Item 1.01 Entry into a Material Definitive Agreement.






Underwriting Agreement


On September 9, 2021, WillScot Mobile Mini Holdings Corp. (the "Company") entered into an underwriting agreement (the "Underwriting Agreement") with Morgan Stanley & Co. LLC (the "Underwriter") and Sapphire Holding S.à r.l. (the "Selling Stockholder"). Pursuant to the Underwriting Agreement, the Selling Stockholder agreed to sell 21,410,019 shares (the "Shares") of the Company's common stock, par value $0.0001 per share (the "Common Stock"), to the Underwriter at a price of $28.20 per Share (the "Offering").

The Underwriting Agreement contains customary representations, warranties and covenants of the Company and also provides for customary indemnification by each of the Company, the Selling Stockholder and the Underwriter against certain liabilities and customary contribution provisions in respect of those liabilities.

The sale of the Shares by the Selling Stockholder was made pursuant to the Company's Registration Statement on Form S-3 (Registration No. 333-253710), including a prospectus supplement dated September 9, 2021 to the prospectus contained therein, dated March 1, 2021, filed by the Company with the Securities and Exchange Commission pursuant to Rule 424(b)(7) under the Securities Act of 1933, as amended.

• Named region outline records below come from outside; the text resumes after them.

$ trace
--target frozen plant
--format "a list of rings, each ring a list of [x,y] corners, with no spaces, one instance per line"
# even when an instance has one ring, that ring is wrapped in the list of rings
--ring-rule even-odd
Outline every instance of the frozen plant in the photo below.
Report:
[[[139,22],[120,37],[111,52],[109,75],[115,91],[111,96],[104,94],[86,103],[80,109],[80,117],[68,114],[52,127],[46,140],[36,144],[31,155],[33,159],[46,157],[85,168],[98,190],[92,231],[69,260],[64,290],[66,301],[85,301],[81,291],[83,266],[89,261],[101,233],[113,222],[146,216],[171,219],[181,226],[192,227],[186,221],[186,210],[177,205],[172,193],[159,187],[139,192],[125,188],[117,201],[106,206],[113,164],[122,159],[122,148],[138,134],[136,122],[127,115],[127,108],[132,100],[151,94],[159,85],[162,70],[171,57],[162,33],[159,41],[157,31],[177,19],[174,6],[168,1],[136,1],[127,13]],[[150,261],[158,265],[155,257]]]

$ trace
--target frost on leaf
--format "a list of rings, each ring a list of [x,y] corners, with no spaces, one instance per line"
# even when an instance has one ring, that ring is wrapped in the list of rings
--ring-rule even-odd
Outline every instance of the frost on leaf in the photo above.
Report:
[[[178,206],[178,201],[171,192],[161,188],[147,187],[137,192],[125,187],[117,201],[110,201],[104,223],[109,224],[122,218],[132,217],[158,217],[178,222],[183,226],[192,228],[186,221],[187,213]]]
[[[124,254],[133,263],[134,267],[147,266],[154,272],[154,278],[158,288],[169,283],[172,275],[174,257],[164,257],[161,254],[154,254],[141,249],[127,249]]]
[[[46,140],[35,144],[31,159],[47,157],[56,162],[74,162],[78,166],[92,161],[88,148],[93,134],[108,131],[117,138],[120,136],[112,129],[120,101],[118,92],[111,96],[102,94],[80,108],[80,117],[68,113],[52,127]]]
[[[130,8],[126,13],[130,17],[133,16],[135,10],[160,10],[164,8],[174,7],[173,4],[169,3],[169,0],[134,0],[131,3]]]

The foregoing description of the Underwriting Agreement is qualified in its entirety by reference to the Underwriting Agreement, a copy of which is filed as Exhibit 1.1 to this Current Report on Form 8-K and incorporated herein by reference.

Item 1.02 Termination of a Material Definitive Agreement.

As previously disclosed, the Company entered into a share repurchase agreement (the "Share Repurchase Agreement") with the Selling Stockholder pursuant to which the Company agreed to repurchase from the Selling Stockholder 2,379,839 shares of the Company's Common Stock (the "Share Repurchase") and the Underwriting Agreement described herein. Following a reduction in the Selling Stockholder's beneficial ownership of the Company's Common Stock resulting from the completion of the Share Repurchase and the Offering (the "Ownership Reduction"), that certain shareholders agreement dated as of July 1, 2020 among the Selling Stockholder, TDR Capital II Holdings L.P., TDR Capital, L.L.P. and the Company (the "Shareholders Agreement") terminated in accordance with its terms.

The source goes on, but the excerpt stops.